1. Power Series Practice S1 4094S
   1. Calculate the \(n=0, 1, 2, 3, 4\) coefficients of the power series for \(\cos{z}\) expanded around \(z=\pi\). Using these coefficients, find a power series approximation for this function.
      

      First, the form of the answer will be: \[ \cos z \approx c_0 + c_1 (z-\pi) + c_2 (z-\pi)^2 + c_3(z-\pi)^3 + c_4(z-\pi)^4\] or \[ \cos z = c_0 + c_1 (z-\pi) + c_2 (z-\pi)^2 + c_3(z-\pi)^3 + c_4(z-\pi)^4+\dots\]

      Because I'm asked for the fourth order expansion, I'll keep only terms up to the fourth power. I use the first form (with the \(\approx\) approximation sign and stopping at the fourth order term) when I want to emphasize that I have done an approximation. Ise the second form (with an \(=\) sign and \(\dots\) at the end) when I want to indicate that there are more terms that I am not writing in the exact power series.

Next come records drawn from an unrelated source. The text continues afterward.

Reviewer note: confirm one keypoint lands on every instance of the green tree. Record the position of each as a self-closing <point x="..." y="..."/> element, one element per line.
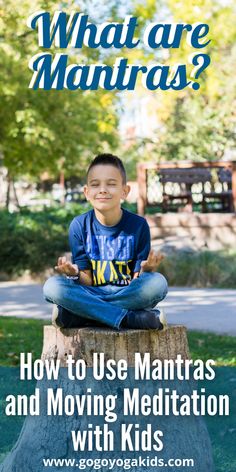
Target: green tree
<point x="40" y="130"/>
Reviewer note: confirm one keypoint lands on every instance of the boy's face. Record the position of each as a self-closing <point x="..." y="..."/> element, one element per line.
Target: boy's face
<point x="105" y="188"/>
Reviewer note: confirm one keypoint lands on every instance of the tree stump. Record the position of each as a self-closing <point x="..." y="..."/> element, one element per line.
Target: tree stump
<point x="50" y="436"/>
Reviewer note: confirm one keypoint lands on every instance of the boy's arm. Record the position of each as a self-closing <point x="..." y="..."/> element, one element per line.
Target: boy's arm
<point x="151" y="264"/>
<point x="153" y="261"/>
<point x="65" y="267"/>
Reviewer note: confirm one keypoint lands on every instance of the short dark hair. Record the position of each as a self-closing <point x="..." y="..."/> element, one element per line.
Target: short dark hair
<point x="108" y="159"/>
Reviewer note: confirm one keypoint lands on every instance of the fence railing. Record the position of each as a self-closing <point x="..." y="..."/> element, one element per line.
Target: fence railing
<point x="187" y="186"/>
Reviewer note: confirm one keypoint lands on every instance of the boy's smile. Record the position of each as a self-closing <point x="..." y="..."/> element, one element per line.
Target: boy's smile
<point x="104" y="190"/>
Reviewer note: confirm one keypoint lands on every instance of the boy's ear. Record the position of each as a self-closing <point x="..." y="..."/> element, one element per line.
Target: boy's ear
<point x="126" y="190"/>
<point x="86" y="192"/>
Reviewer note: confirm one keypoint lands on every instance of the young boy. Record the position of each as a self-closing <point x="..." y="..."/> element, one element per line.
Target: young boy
<point x="112" y="279"/>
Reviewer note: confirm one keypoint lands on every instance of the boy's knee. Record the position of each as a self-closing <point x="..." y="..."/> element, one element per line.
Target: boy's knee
<point x="155" y="284"/>
<point x="51" y="288"/>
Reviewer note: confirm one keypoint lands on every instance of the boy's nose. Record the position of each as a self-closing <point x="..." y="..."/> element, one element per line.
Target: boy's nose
<point x="102" y="190"/>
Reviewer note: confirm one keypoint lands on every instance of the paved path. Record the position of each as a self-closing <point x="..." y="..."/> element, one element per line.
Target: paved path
<point x="211" y="310"/>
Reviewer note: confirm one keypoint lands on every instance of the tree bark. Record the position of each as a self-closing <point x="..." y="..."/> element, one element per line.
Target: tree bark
<point x="50" y="436"/>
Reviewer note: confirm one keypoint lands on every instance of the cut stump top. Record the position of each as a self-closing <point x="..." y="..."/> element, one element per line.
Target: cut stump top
<point x="81" y="343"/>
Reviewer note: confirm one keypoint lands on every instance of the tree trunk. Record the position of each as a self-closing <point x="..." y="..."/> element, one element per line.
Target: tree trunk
<point x="50" y="436"/>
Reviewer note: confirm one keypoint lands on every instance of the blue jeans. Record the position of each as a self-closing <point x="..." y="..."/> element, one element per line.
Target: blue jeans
<point x="106" y="304"/>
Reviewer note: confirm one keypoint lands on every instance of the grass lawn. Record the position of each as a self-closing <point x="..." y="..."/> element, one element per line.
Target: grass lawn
<point x="23" y="335"/>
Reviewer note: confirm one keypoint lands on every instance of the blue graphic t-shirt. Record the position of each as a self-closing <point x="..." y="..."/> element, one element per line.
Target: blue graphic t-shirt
<point x="113" y="253"/>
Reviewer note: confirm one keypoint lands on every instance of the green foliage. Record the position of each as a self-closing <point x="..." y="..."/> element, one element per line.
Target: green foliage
<point x="33" y="240"/>
<point x="47" y="130"/>
<point x="201" y="269"/>
<point x="20" y="335"/>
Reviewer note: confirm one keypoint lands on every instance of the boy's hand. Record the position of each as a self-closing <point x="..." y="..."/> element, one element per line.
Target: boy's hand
<point x="152" y="262"/>
<point x="66" y="267"/>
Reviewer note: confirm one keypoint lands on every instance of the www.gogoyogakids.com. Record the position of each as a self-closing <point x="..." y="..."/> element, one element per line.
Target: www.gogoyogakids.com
<point x="125" y="464"/>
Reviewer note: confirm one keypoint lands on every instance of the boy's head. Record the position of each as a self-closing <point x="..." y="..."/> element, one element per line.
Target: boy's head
<point x="108" y="160"/>
<point x="106" y="183"/>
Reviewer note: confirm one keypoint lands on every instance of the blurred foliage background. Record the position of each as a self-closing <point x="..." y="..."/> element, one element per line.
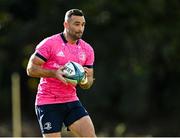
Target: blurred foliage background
<point x="136" y="42"/>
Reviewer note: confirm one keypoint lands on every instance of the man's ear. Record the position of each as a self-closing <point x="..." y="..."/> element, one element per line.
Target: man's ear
<point x="66" y="25"/>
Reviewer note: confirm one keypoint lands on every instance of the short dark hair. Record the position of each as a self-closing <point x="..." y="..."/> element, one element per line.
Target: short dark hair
<point x="72" y="12"/>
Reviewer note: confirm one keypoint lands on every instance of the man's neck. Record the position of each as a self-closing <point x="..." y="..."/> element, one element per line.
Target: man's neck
<point x="68" y="38"/>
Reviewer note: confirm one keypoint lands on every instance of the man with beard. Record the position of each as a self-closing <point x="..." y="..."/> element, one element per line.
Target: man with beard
<point x="56" y="100"/>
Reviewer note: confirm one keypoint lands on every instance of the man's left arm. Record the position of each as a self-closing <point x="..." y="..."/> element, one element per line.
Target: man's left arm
<point x="87" y="82"/>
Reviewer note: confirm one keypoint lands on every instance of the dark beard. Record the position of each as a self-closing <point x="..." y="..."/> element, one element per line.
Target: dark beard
<point x="76" y="36"/>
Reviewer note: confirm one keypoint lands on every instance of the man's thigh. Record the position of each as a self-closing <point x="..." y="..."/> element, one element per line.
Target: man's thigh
<point x="83" y="127"/>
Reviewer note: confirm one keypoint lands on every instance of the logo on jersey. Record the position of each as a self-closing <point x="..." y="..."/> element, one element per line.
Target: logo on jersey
<point x="60" y="54"/>
<point x="47" y="126"/>
<point x="82" y="56"/>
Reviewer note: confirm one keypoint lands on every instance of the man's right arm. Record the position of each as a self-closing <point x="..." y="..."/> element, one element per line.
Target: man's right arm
<point x="34" y="69"/>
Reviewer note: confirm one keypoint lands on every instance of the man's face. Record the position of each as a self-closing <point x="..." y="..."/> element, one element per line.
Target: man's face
<point x="75" y="27"/>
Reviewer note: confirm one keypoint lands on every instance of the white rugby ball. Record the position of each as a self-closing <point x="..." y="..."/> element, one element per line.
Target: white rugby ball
<point x="74" y="71"/>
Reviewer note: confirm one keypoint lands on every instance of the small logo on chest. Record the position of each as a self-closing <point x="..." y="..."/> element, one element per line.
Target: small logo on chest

      Now, to calculate the coefficients: \begin{eqnarray*} c_0 &=& \frac{1}{0!}f(z=z_0) = \cos\pi = -1 \\ c_1 &=& \frac{1}{1!}\left.\frac{df}{dz}\right|_{z=z_0} = -\sin \pi = 0 \\ c_2 &=& \frac{1}{2!}\left.\frac{d^2f}{dz^2}\right|_{z=z_0} = -\frac{1}{2}\cos \pi = \frac{1}{2} \\ c_3 &=& \frac{1}{3!}\left.\frac{d^3f}{dz^3}\right|_{z=z_0} = \frac{1}{6}\sin \pi = 0 \\ c_4 &=& \frac{1}{4!}\left.\frac{d^4f}{dz^4}\right|_{z=z_0} = \frac{1}{24}\cos \pi = -\frac{1}{24} \\ \end{eqnarray*} (Don't forget the \(1/n!\).)

      So, the approximation I end up with is:

      \[ \cos z \approx -1 + \frac{1}{2} (z-\pi)^2 +-\frac{1}{24}(z-\pi)^4\]

      This formula is the correct form of the power serie approximation. Do NOT multiply out and regroup the terms (do Not "FOIL") or you are undoing all the work you did to find the power series.

   2. Plot both the original function and your approximation.

      Here is the code in Mathematica and the graph it produces.

      

   3. For what values of \(z\) is your approximation “good”?

      When I plot this approximation against the cosine function, I see that the expansion approximates the cosine function reasonably well between about \(\pi/2\) and \(3\pi/2\). Inside this region, I can not even distinguish the graphs from each other. Beyond that region, the function and its approximation rapidly start to differ.